Pfarrbrief vom 04.08.2002:
Über 5.000 Jugendliche aus ganz Deutschland sind in diesem Jahr der Einladung von Papst Johannes Paul II. zum XVII. Weltjugendtag vom 18. bis 28. Juli ins kanadische Toronto gefolgt, davon ca. 400 aus unserem Erzbistum. Unter dem Motto "Salz der Erde, Licht der Welt" erwartete sie dort zunächst ein Begegnungsprogramm in verschiedenen kanadischen Diözesen, bevor sie ab dem 22. Juli in Toronto mit zahlreichen Jugendlichen aus der ganzen Welt zusammentrafen. "Salz der Erde, Licht der Welt": In der Antike galten Salz und Licht als wesentliche Elemente des menschlichen Lebens.

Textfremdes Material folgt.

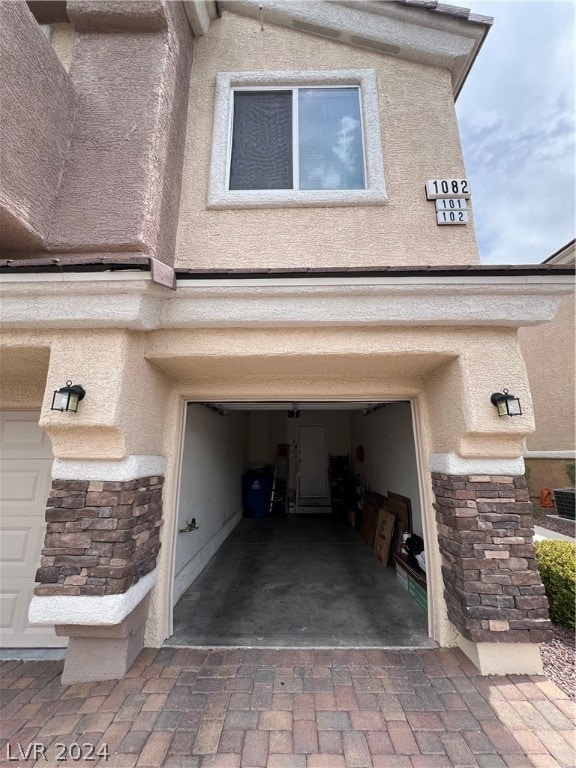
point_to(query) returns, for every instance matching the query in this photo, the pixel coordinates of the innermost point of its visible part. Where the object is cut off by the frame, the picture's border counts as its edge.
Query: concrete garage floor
(297, 582)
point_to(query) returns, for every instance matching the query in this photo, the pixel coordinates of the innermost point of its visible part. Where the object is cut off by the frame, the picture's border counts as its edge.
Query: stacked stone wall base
(492, 586)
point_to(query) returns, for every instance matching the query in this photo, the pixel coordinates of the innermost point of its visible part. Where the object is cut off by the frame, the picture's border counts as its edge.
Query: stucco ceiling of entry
(19, 364)
(416, 366)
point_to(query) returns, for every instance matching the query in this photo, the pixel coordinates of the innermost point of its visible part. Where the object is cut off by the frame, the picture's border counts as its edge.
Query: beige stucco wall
(420, 141)
(458, 369)
(23, 375)
(549, 352)
(123, 412)
(137, 385)
(62, 41)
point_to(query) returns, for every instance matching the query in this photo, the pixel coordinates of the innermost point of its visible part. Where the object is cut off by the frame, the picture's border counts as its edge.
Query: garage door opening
(291, 523)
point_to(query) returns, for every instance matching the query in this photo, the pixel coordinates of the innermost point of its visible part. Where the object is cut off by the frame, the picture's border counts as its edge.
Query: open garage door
(275, 546)
(25, 478)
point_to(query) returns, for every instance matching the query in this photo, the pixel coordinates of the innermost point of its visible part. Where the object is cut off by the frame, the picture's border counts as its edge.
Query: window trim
(219, 196)
(295, 103)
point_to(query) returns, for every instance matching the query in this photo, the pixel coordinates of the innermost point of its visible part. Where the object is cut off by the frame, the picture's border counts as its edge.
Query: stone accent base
(101, 537)
(492, 586)
(100, 653)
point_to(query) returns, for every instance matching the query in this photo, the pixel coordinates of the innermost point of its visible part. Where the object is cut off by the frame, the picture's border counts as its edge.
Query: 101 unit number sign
(447, 188)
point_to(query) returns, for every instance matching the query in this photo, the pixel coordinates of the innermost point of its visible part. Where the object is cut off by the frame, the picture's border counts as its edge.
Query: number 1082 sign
(436, 188)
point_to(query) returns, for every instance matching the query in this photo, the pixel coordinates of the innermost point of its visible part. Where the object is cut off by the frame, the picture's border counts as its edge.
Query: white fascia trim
(200, 13)
(405, 33)
(375, 193)
(131, 468)
(33, 301)
(201, 306)
(92, 300)
(568, 455)
(452, 464)
(89, 610)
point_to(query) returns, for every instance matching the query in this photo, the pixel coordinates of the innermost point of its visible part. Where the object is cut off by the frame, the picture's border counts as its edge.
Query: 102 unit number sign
(448, 188)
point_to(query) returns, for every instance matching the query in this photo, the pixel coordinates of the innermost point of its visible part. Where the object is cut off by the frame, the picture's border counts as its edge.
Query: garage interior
(291, 523)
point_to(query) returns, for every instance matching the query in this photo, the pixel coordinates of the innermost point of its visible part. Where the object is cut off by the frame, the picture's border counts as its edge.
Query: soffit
(201, 367)
(428, 32)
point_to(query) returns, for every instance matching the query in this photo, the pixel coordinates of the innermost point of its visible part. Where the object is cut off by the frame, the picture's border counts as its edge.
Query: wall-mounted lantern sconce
(67, 398)
(507, 404)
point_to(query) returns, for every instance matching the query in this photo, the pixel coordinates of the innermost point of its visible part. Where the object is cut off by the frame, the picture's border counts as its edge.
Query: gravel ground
(559, 655)
(559, 658)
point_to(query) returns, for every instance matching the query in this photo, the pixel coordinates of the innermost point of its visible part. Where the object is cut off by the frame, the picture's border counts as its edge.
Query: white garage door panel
(24, 487)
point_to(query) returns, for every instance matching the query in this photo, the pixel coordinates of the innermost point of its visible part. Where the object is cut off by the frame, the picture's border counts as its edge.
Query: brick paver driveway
(187, 708)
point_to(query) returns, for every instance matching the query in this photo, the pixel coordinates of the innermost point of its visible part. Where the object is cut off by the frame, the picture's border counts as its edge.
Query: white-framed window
(296, 139)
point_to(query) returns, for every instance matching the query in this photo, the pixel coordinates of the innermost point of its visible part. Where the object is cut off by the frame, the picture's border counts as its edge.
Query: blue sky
(516, 116)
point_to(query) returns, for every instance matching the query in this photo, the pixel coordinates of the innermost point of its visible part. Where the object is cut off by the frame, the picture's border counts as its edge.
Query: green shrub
(557, 567)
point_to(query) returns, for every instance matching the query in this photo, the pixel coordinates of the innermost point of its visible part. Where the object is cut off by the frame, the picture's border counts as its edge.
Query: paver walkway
(189, 708)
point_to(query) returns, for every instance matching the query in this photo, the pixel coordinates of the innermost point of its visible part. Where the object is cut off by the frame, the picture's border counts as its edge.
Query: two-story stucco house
(222, 205)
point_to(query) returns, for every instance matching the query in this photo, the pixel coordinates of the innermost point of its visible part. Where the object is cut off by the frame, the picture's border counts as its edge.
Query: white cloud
(516, 115)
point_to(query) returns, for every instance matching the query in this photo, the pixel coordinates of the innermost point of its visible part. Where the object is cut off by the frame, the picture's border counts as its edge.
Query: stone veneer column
(101, 537)
(97, 569)
(492, 586)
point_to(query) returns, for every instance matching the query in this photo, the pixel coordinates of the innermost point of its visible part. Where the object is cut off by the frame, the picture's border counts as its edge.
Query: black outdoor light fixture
(67, 398)
(507, 404)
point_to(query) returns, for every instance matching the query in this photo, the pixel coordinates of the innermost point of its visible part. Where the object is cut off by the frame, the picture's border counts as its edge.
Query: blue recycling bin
(256, 489)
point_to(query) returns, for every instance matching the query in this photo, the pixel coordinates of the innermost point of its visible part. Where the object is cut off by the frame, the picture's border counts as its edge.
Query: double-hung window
(305, 138)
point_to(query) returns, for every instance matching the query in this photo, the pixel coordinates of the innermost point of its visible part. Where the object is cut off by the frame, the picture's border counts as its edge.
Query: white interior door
(312, 461)
(25, 477)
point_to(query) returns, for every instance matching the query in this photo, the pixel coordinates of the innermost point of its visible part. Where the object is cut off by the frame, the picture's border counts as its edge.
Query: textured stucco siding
(420, 141)
(38, 105)
(62, 41)
(548, 351)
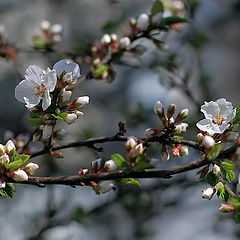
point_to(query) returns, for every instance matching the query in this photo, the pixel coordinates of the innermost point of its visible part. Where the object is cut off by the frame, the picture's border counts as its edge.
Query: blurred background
(198, 62)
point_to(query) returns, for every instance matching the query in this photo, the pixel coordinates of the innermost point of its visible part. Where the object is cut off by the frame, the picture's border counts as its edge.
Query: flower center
(40, 90)
(218, 119)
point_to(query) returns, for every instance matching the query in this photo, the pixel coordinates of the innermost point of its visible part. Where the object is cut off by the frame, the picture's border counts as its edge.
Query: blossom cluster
(47, 95)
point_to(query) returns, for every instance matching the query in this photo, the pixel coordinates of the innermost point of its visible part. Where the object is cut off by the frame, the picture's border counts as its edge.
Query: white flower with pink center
(218, 115)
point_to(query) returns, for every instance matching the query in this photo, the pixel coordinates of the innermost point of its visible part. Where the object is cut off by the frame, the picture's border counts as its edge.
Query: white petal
(24, 89)
(46, 102)
(34, 73)
(210, 109)
(67, 66)
(50, 80)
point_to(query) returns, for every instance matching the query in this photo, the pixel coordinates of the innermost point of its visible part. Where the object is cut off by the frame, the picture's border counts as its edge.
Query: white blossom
(36, 87)
(217, 114)
(69, 68)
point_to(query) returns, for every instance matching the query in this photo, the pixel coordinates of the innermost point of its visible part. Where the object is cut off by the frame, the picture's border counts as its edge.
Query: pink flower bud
(208, 193)
(216, 170)
(18, 175)
(31, 168)
(70, 118)
(111, 165)
(143, 22)
(225, 208)
(10, 147)
(106, 186)
(4, 159)
(208, 142)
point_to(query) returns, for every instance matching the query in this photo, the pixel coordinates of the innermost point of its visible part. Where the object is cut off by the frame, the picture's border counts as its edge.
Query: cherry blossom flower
(217, 114)
(36, 87)
(67, 69)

Lange Zeit ist das Salz das gebräuchlichste Mittel zur Konservierung der Nahrungsmittel gewesen. Und Licht weist uns den Weg. Wenn das Licht abnimmt oder ganz schwindet, vermag man die umgebende Wirklichkeit nicht mehr zu erkennen und weiß nicht wohin. Deshalb sind Jugendliche aller Welt als Salz der Erde und Licht der Welt aufgerufen, den Glauben, den sie empfangen haben, zu bewahren und an andere weiterzugeben. Doch welcher Jugendliche in unseren Breitengraden ist heute noch dazu bereit?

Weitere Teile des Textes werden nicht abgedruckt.